Yargıtay Kararı 11. Hukuk Dairesi 2016/1774 E. 2017/4439 K. 18.09.2017 T.

YARGITAY KARARI
DAİRE : 11. Hukuk Dairesi
ESAS NO : 2016/1774
KARAR NO : 2017/4439
KARAR TARİHİ : 18.09.2017

MAHKEMESİ :TİCARET MAHKEMESİ

Taraflar arasında görülen davada …2. Asliye Ticaret Mahkemesi’nce verilen 01/06/2015 tarih ve 2014/889-2015/506 sayılı kararın Yargıtayca incelenmesi davacı vekili tarafından istenmiş ve temyiz dilekçesinin süresi içinde verildiği anlaşılmış olmakla, dava dosyası için Tetkik Hakimi … tarafından düzenlenen rapor dinlendikten ve yine dosya içerisindeki dilekçe, layihalar, duruşma tutanakları ve tüm belgeler okunup, incelendikten sonra işin gereği görüşülüp, düşünüldü:
Davacı vekili, inşaat sektöründe çeşitli yalıtım malzemelerinin imalat ve satışını yapan müvekkilinde 19.10.2009 tarihinde satış uzmanı olarak çalışmaya başlayan davalı ile Rekabet Yasağı ve Gizlilik Taahhütnamesinin imzalandığını, buna göre davalının fesihten itibaren 2 yıllık süre içinde Marmara Bölgesinde müvekkili ile aynı/benzer işi yapan bir firmada çalışmayacağını taahhüt ettiğini, çalışanın iş aktinin, 2012 ve 2013 yılları için bölgesindeki hedefe ulaşamaması nedeniyle ve İş Kanununun 17 ve 18. maddeleri uyarınca 06.12.2013 tarihinde feshini müteakip davalının taahhütnameye aykırı olarak müvekkili ile aynı alanda faaliyet gösteren bir şirkette ve aynı bölgede satış temsilcisi olarak çalışmaya başladığını ileri sürerek 28.920 TL cezai şartın ticari temerrüt faizi ile birlikte tahsilini talep ve dava etmiştir.

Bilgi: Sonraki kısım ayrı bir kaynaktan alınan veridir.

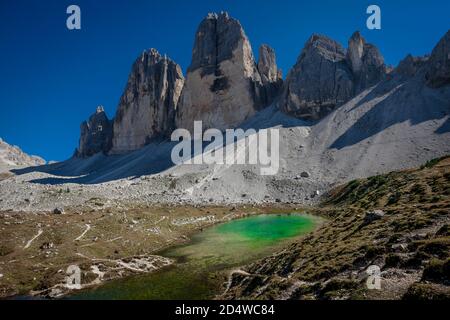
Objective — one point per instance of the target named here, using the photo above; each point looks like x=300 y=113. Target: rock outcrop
x=271 y=76
x=320 y=80
x=147 y=107
x=410 y=65
x=96 y=134
x=438 y=73
x=326 y=76
x=223 y=85
x=12 y=156
x=366 y=62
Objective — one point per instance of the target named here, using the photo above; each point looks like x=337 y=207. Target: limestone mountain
x=223 y=84
x=147 y=107
x=438 y=73
x=320 y=81
x=13 y=156
x=96 y=134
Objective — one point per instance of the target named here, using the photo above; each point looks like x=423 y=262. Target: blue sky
x=51 y=79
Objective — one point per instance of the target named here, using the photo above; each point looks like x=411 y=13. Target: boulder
x=409 y=66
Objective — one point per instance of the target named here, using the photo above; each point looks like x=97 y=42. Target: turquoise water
x=201 y=265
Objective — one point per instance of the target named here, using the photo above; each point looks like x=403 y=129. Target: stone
x=271 y=76
x=13 y=156
x=96 y=134
x=58 y=211
x=319 y=82
x=223 y=86
x=366 y=62
x=372 y=216
x=410 y=65
x=438 y=73
x=147 y=107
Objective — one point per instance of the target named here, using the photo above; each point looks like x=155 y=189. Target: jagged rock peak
x=96 y=134
x=12 y=156
x=355 y=51
x=267 y=65
x=320 y=80
x=410 y=65
x=438 y=73
x=223 y=85
x=366 y=62
x=147 y=107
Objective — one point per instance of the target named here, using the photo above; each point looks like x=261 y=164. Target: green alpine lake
x=202 y=266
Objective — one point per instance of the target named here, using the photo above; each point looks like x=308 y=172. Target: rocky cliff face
x=96 y=134
x=11 y=156
x=147 y=107
x=326 y=76
x=271 y=76
x=223 y=85
x=320 y=81
x=438 y=73
x=410 y=65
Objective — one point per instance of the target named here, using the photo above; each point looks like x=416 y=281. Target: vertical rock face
x=438 y=73
x=326 y=76
x=223 y=86
x=409 y=66
x=96 y=134
x=319 y=82
x=271 y=76
x=366 y=62
x=147 y=107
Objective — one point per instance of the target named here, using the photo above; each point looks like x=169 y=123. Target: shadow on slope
x=397 y=101
x=151 y=159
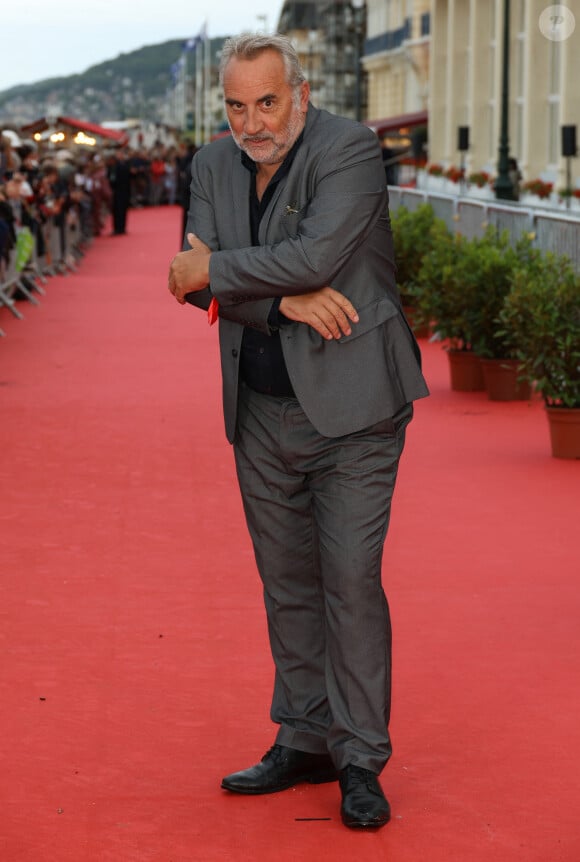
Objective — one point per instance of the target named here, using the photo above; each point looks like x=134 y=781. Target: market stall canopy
x=83 y=129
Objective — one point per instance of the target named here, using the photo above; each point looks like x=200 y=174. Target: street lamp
x=359 y=25
x=503 y=186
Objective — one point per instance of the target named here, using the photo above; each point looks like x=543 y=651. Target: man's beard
x=280 y=144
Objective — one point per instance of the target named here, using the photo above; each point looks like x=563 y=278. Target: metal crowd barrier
x=63 y=249
x=556 y=232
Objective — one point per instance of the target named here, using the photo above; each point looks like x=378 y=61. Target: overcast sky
x=52 y=38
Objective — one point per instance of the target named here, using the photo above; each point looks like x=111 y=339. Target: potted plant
x=412 y=240
x=541 y=317
x=488 y=268
x=443 y=299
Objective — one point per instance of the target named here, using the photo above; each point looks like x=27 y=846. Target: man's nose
x=253 y=122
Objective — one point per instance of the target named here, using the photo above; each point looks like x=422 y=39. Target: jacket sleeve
x=202 y=222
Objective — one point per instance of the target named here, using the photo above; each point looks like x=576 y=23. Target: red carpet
x=135 y=670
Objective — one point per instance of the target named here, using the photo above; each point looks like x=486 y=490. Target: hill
x=131 y=85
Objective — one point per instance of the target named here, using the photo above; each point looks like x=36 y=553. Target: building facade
x=396 y=57
x=466 y=85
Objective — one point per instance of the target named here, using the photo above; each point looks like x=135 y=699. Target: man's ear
x=304 y=96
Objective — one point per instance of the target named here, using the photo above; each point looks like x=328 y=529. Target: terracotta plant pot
x=501 y=380
x=564 y=425
x=465 y=371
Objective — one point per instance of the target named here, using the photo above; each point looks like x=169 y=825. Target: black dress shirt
x=262 y=364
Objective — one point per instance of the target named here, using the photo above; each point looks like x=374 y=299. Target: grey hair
x=247 y=46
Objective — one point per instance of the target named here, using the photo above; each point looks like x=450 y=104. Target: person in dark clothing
x=119 y=174
x=186 y=154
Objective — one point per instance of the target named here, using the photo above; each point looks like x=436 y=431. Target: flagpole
x=207 y=84
x=198 y=95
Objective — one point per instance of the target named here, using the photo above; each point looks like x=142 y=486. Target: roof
x=394 y=124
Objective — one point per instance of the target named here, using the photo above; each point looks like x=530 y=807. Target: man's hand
x=189 y=270
x=327 y=311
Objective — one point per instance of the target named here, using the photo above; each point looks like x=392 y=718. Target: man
x=119 y=176
x=291 y=239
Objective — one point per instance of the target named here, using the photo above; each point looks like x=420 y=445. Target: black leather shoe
x=363 y=801
x=281 y=768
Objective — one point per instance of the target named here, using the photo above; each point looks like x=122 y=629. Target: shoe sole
x=322 y=778
x=365 y=824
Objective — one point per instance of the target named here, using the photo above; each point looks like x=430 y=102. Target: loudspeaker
x=569 y=141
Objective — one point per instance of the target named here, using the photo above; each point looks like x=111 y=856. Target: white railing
x=551 y=230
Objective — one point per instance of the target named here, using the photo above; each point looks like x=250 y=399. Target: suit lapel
x=240 y=201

Davalı vekili, davacıda çalıştığı süre boyunca başarılı bir şekilde görev yapan müvekkilin iş aktinin haklı bir sebebe dayanmaksızın kıdem ve ihbar tazminatları ödenmek suretiyle feshedildiğini, davaya dayanak taahhütnamenin tüm hükümlerinin davacı lehine düzenlendiğini, sorumluluk bölgesi için hedefin fahiş oranda arttırıldığını, müvekkilinin bölgesinde ciddi bir ciro artışı sağladığını, şirkete yeni atanan satış direktörü ve satış müdürünün mevcut kadro ile çalışmak istememesine bağlı olarak müvekkilinin ve bir kısım diğer satış temsilcilerinin iş akitlerine son verildiğini, müvekkilinin hayatını idame ettirebilmek için çalışmak zorunda olduğunu, davacıda elde edip dışarı aksettirdiği hiç bir ticari sırrın bulunmadığını, çalıştığı şirketlerdeki pazarlama alanları ve malzemelerinin de farklı olduğunu savunarak davanın reddini istemiştir.

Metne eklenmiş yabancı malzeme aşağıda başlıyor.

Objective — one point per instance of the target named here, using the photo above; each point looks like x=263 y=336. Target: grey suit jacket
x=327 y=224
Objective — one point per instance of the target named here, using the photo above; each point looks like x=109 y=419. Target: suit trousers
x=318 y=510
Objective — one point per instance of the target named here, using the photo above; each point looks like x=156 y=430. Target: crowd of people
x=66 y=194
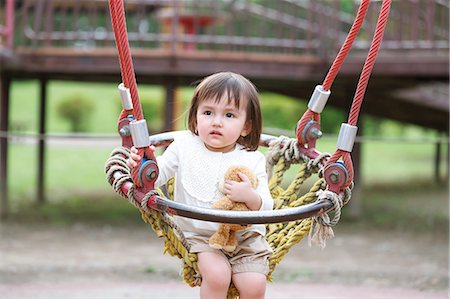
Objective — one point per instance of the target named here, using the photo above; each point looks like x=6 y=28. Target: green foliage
x=280 y=111
x=76 y=109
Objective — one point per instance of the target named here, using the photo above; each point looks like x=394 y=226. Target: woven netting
x=281 y=237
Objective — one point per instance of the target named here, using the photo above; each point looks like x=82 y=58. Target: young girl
x=224 y=130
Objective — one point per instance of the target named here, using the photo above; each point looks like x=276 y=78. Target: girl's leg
x=250 y=284
x=216 y=275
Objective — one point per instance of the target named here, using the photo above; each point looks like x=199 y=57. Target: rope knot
x=321 y=229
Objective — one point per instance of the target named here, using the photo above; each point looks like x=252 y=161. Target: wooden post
x=5 y=85
x=173 y=105
x=354 y=207
x=437 y=162
x=448 y=160
x=41 y=143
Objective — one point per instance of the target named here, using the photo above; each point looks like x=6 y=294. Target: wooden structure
x=284 y=46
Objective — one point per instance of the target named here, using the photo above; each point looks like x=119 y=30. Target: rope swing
x=295 y=215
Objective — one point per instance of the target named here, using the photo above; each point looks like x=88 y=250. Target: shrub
x=76 y=109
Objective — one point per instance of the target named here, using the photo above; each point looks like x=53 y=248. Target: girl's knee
x=253 y=291
x=250 y=285
x=215 y=271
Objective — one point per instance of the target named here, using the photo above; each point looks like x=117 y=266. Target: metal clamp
x=336 y=176
x=311 y=132
x=148 y=173
x=318 y=99
x=139 y=133
x=346 y=138
x=125 y=95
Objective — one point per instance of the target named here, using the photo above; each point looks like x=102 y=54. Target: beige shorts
x=251 y=255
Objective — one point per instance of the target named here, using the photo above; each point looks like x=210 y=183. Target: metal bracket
x=336 y=176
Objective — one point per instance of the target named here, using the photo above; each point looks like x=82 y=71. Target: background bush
x=76 y=110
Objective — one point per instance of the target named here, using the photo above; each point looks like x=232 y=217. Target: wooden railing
x=272 y=27
x=6 y=24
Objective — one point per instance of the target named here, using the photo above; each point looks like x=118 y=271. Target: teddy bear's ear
x=221 y=185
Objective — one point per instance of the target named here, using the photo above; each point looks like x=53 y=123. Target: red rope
x=362 y=85
x=118 y=21
x=335 y=67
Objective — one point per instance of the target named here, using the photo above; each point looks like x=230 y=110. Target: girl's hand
x=243 y=192
x=134 y=158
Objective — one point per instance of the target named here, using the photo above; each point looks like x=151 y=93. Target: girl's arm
x=255 y=199
x=167 y=164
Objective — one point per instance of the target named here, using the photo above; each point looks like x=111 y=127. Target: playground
x=88 y=258
x=66 y=234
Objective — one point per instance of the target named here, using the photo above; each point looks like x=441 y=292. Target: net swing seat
x=295 y=215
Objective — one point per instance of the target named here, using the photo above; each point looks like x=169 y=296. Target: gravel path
x=81 y=261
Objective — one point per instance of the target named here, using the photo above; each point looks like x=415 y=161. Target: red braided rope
x=362 y=85
x=339 y=60
x=335 y=67
x=118 y=22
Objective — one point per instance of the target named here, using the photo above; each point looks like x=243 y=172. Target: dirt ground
x=101 y=261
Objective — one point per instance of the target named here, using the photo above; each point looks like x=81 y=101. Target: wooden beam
x=41 y=144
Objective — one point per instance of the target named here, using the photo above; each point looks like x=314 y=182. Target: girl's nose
x=217 y=121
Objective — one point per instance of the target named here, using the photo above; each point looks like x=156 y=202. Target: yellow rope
x=280 y=236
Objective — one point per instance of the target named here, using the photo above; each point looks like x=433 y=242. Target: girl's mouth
x=216 y=133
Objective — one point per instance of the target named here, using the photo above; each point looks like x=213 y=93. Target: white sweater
x=197 y=173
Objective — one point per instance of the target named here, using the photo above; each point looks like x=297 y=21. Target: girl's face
x=220 y=124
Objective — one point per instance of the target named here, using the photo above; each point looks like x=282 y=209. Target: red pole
x=9 y=20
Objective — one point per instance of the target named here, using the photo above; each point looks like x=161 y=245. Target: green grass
x=77 y=189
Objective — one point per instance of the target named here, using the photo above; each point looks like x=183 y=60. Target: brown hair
x=238 y=89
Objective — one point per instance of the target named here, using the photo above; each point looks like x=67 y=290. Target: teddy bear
x=225 y=237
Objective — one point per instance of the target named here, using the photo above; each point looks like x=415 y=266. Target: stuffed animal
x=225 y=237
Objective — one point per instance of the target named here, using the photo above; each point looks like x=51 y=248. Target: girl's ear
x=247 y=129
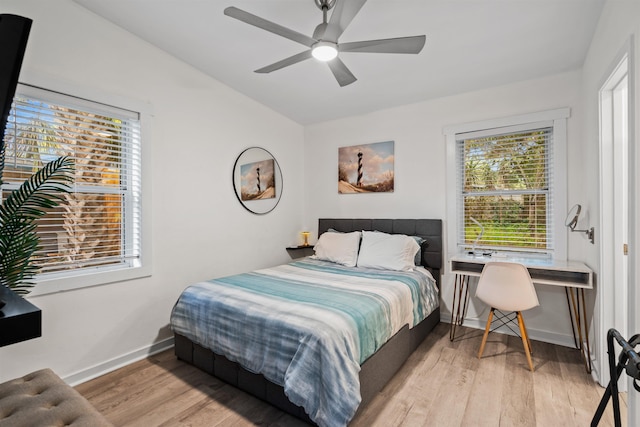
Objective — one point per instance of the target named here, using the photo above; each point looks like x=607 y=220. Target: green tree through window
x=505 y=187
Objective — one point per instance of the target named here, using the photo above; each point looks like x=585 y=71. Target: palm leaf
x=18 y=215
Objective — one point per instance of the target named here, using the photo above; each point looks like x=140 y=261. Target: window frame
x=75 y=279
x=557 y=119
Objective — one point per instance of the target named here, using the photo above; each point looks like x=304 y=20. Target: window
x=508 y=185
x=98 y=227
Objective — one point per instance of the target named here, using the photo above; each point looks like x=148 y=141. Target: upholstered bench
x=41 y=398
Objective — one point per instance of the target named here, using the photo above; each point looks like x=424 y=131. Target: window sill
x=52 y=285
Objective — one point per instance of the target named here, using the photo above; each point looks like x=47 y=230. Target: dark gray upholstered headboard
x=428 y=229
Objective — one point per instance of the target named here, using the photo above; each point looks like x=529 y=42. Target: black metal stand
x=629 y=361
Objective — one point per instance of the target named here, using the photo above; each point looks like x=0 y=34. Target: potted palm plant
x=43 y=190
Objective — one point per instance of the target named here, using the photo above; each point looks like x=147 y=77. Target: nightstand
x=300 y=251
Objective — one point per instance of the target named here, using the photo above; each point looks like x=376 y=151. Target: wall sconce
x=572 y=222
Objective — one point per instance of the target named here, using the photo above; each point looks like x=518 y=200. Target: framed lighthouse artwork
x=366 y=168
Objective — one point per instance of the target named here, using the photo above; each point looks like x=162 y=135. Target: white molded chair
x=507 y=287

Mahkemece, iddia, savunma ve tüm dosya kapsamına göre, davalının bölgesinde hedefin tutmamasının şirketin yüksek fiyat politikasından kaynaklandığı, davalının bir performans düşüklüğünün bulunmadığı, davacı yanca aktin haksız feshedildiği gerekçesiyle davanın reddine karar verilmiştir.
Kararı, davacı vekili temyiz etmiştir.
Dava dosyası içerisindeki bilgi ve belgelere, mahkeme kararının gerekçesinde dayanılan delillerin tartışılıp, değerlendirilmesinde usul ve yasaya aykırı bir yön bulunmamasına, davalının iş aktinin davacı tarafından feshinin, 4857 sayılı İş Kanunu’nun 25. maddesinde sayılan haklı fesih hallerinden hiçbirine dayanmamasına göre, davacı vekilinin tüm temyiz itirazları yerinde değildir.
SONUÇ: Yukarıda açıklanan nedenlerle davacı vekilinin bütün temyiz itirazlarının reddi ile usul ve yasaya uygun bulunan hükmün ONANMASINA, aşağıda yazılı bakiye 2,20 TL temyiz ilam harcının temyiz eden davacıdan alınmasına, 18/09/2017 tarihinde oybirliğiyle karar verildi.